Just as COVID-19 — as awful and deadly as it is — isn’t quite the killer grippe
of the movie Contagion, much less the explosively bloody Ebola of Outbreak,
the almost total lack of public freakouts suggests that we’re all going to be
fine. We may even be more stable and calm than the folks in Hollywood, many of
whom have chucked their belief in nontraditional shamanic medicine and magic
jade eggs and are now screaming at their internist for an antibody test — I
don’t care if there isn’t one yet! I want one! — and sending their
assistant out for hydroxychloroquine, vegan, if they have it.
The American people, whether they knew it or not, had
been preparing for a COVID-19-style event for a decade, at least. Americans in
general (and me in specific) may be terrible at math, but everyone is familiar
with the concept of a “viral video.” We’ve spent the better part of this
century sharing and retweeting and forwarding videos, passing funny memes and
GIFs along to our entire address book, sharing and posting “you won’t believe
what happened next” content to our Facebook wall. Our timelines and
social-media feeds are infested with viral content — we’re not even sure where
it all came from, who sent it first, why it’s in front of us — so the idea of
being touched by a virus that came from someone with whom we have the thinnest
connections? We’ve been living that way since aol.com.

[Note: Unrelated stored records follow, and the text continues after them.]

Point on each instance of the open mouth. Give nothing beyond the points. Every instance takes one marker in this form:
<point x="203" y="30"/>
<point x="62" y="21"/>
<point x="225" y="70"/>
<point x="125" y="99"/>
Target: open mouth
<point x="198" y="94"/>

And we know how to protect ourselves from it, too: log
off, run antivirus software, turn the computer off for a minute, and when it’s
cooled off, turn it back on. Sound familiar?
Working from home? Big deal. Our devices and software
have enabled many of us to take work everywhere. The American worker has long
since adjusted to late-evening emails and urgent texts from the boss over the
weekend. The COVID-19 edict to work from home is, for these Americans,
redundant — most of us carry our offices in our pockets, able to edit and
forward and collaborate on any document, on any task, anywhere. Connectivity
has already extended the working hours into the home hours — which is only fair
when you consider how much time employees spend mindlessly surfing the Web at
work.
The surge in videoconferencing comes just at the time
when ordinary Americans have mastered the tricks to looking good onscreen. All
over the country people are propping their laptops on a stack of books — when
you look slightly up, you appear thinner and more youthful — and blurring the
background of the home office that was, before COVID, a closet with a squeaky
door and a bunch of old Swiffers. Americans have been starring in their own
shows on Facebook, Instagram, Snapchat, and TikTok for years — they are, I
assure you, ready for their close-up.
Americans are ready, in general. Maybe not cheerful about
it — the virus is serious business, and there are lots of tears left to be shed
— but to the average American, none of this seems like something to get
hysterical about. Some Navy pilots saw a UFO? Whatevs. We’ve all gotta stay in
because of a deadly virus? No prob. We’re Americans, we adapt. Even if we do,
somehow, run out of toilet paper, we’ll shrug and figure out a workaround.
You get the picture. Hollywood doesn’t.